Portrait : Frédérique Beauchamp, dribbler avec l’excellence

Le 15 octobre dernier, le Réseau du sport étudiant du Québec (RSEQ) annonçait, à contrecœur, l’arrêt de toutes ses activités universitaires. Cette nouvelle touche l’étendue des disciplines sportives alors qu’un retour à la « normale » serait visé pour la mi-janvier 2021.

Comme plusieurs secteurs fortement touchés par la pandémie, le RSEQ ne perd pas espoir, mentionnant que les membres de la commission sectorielle universitaire se réunissent lorsque des directives de la Santé publique sont émises.

Suite à cette paralysie du monde sportif, notre équipe s’est intéressée à l’enjeu de la pandémie sur la vie étudiante des athlètes-étudiant.es de l’UL.

Impact Campus a eu l’opportunité de s’entretenir avec Frédérique Beauchamp, joueuse prolifique du Rouge et Or basketball et étudiante en médecine.

Frédérique a dernièrement accroché ses chaussures, ficelant un parcours sportif parsemé de louanges.

Frédérique Beauchamp : Photo – Yan Doublet

G: 2020 fut/est encore une année rocambolesque pour un paquet de gens, pour ne pas dire tout le monde… et principalement pour toi.

Il y a quelques semaines, tu as remporté un prix au Gala de l’athlète pour ta capacité, disons-le, assez phénoménale à concilier sports et études.

Félicitations pour ça d’ailleurs.

F: Merci pour ça, c’est gentil!

G: Maintenant que ton parcours sportif prend fin, un parcours qui, sur papier, est assez exceptionnel. Est-ce que tu es personnellement fière de ton cheminement? As-tu des regrets?

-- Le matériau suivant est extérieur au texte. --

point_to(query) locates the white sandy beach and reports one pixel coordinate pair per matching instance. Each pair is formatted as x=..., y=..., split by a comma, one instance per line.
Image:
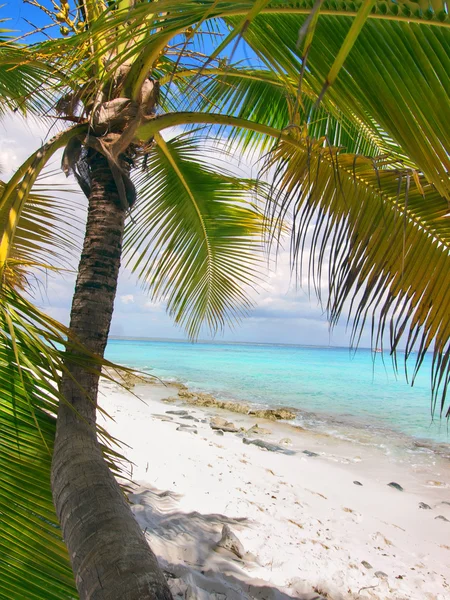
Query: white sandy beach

F : Pour être honnête, je suis vraiment fière. En fait, je suis fière d’avoir su concilier les études et le sport tout au long de ma carrière. Quand j’étais jeune, j’avais comme objectif de jouer universitaire et je l’ai fait. Donc, je pense que oui. Je suis contente de mes accomplissements. Et non, je n’ai pas vraiment de regrets, en fait je n’aime pas ça les regrets.

G: Tant mieux, je pense que je ne connais personne qui aime les regrets. Est-ce que tu as eu le temps de faire un bilan de ta « vie de basket » ? Comme ta décision est fraîche. Ça fait à peine à quelques jours.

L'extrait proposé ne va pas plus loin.